The basic difference between an ordinary man and a warrior is that the warrior takes everything as a challenge while an ordinary man takes everything either as a blessing or a curse. —Carlos Castaneda

Christian Approaches to Housing

Posted by Justin under Links & Articles View recent posts with the tag Links & Articles on Technorati 

Tom Sine has written a very thought-provoking and imagination-stoking article which was recently republished at The Ooze. He asserts that Christians have done a poor job of choosing housing with Kingdom values, instead looking out for themselves and following the “more is better” attitude that characterizes so much of the American lifestyle.

With the American poor unable to find adequate housing and the middle-class young spending such a staggering portion of their income on it, we need to view how we house ourselves as a justice issue.

I had never really thought of it that way before. In fact, I haven’t really thought that much about the local poor. In our immediate neighborhood, the poor are mostly young people and older men who live on the streets, either by choice or because of substance abuse, neither of which we can do much about. But Seattle has a large generationally poor population in the Rainier Valley, the neighborhood in which Amy and I work.

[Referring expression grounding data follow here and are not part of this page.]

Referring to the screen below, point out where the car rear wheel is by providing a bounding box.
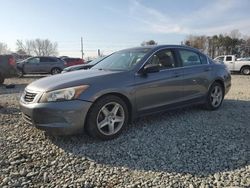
[205,82,224,110]
[51,68,61,75]
[241,66,250,75]
[86,95,128,140]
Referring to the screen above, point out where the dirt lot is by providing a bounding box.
[0,75,250,187]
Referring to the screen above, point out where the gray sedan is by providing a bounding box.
[19,45,231,140]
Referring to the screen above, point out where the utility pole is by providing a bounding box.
[81,37,84,59]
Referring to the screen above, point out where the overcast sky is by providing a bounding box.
[1,0,250,57]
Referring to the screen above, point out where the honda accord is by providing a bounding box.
[19,45,231,140]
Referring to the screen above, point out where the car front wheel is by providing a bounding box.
[205,82,224,110]
[86,95,128,140]
[16,69,24,78]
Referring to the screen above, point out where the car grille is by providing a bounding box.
[24,91,37,103]
[22,113,32,124]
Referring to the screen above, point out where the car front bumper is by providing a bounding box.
[19,100,92,135]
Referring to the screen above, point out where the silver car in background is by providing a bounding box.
[17,56,65,76]
[19,45,231,140]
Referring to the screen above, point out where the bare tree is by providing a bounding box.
[16,40,34,55]
[141,40,158,46]
[185,35,206,50]
[16,39,58,56]
[0,42,10,55]
[229,29,241,39]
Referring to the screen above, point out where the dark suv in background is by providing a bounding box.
[17,56,65,76]
[0,55,17,84]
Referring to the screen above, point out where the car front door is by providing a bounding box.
[177,49,212,101]
[224,56,234,71]
[135,48,183,114]
[23,57,40,73]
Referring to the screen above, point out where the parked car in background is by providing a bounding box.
[61,56,106,73]
[62,57,85,67]
[20,45,231,140]
[214,55,250,75]
[0,55,17,84]
[16,56,65,76]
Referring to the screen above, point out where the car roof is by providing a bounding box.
[33,56,58,58]
[119,45,201,53]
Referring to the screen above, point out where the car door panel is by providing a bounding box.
[40,57,52,73]
[23,57,40,73]
[177,49,212,101]
[181,65,212,100]
[134,48,185,114]
[135,69,184,113]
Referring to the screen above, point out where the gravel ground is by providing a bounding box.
[0,75,250,187]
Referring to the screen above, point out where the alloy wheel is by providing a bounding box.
[52,68,61,75]
[96,102,125,136]
[210,85,223,108]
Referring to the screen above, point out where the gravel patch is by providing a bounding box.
[0,75,250,187]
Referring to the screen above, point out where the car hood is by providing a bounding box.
[26,69,121,92]
[64,64,92,71]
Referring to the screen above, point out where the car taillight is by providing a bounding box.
[8,57,16,66]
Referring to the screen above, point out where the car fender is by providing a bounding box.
[83,87,137,121]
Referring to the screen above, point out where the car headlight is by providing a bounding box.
[39,85,89,103]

To be honest, I have seen my work with my population of students - the added difficulty of working with poor students vs. middle-class students - as a personal act of service, but not as related to our church planting efforts. I must admit that no one on our team is from a church background that really emphasizes social justice. Several of us have done mission work (short- and long-term) in poor countries, but it just isn’t a part of how we were raised to think of the plight of those in our city who are different from us. It should have been a concern, but it’s hard to raise kids to be sensitive to the less fortunate when you live in a homogeneous, monoethnic small town (as most of us did growing up).

So this is a stretching area for me. It was challenging to read how the Solomon’s Porch community moved their offices and meeting space to a poorer neighborhood, and saw it as an opportunity for growth. We need to find ways to get out of the middle-class ghetto and really view all people as our brothers and sisters, particularly when so many of the urban poor are Christians.

Tom offers a few radical possibilities:

This small mission group bought a quarter-acre lot in inner-city Oakland and refurbished the two older dwellings that were on it. They then constructed seven new units for the 22 people in their group. Everything was designed to be environmentally friendly, with water-on-demand water heaters and photovoltaic collectors that provide 85 percent of their electricity. They have a play area and a mini-soccer field for the kids and a common room where they eat together a couple of times a week.

The new community has come to represent the shalom of God in their neighborhood. Rather than homeschool their kids or place them in private schools, they send them to the local public school where members of the community volunteer in order to redeem it for all the kids that go there. One of their nine units is a transition house for mothers coming off welfare. They organize neighborhood block parties and host art shows for the community. They even interview older residents so their stories can be shared with the neighborhood.

Imagine a new generation of Jesus followers creating a spectrum of cooperative communities that seek to flesh out the values of God s new order through creative forms of mutual care, celebration, and service. Imagine Christians with resources establishing revolving, interest-free mortgage funds to enable less wealthy members of the community to pay what their unit actually costs over seven to 10 years instead of three times the price over 30 years. Finally, imagine the difference it would make in our society if Christians all over America, like those in the Oakland cooperative, really decided to seek first God s kingdom by creating communities that both reflect and advance God s new order.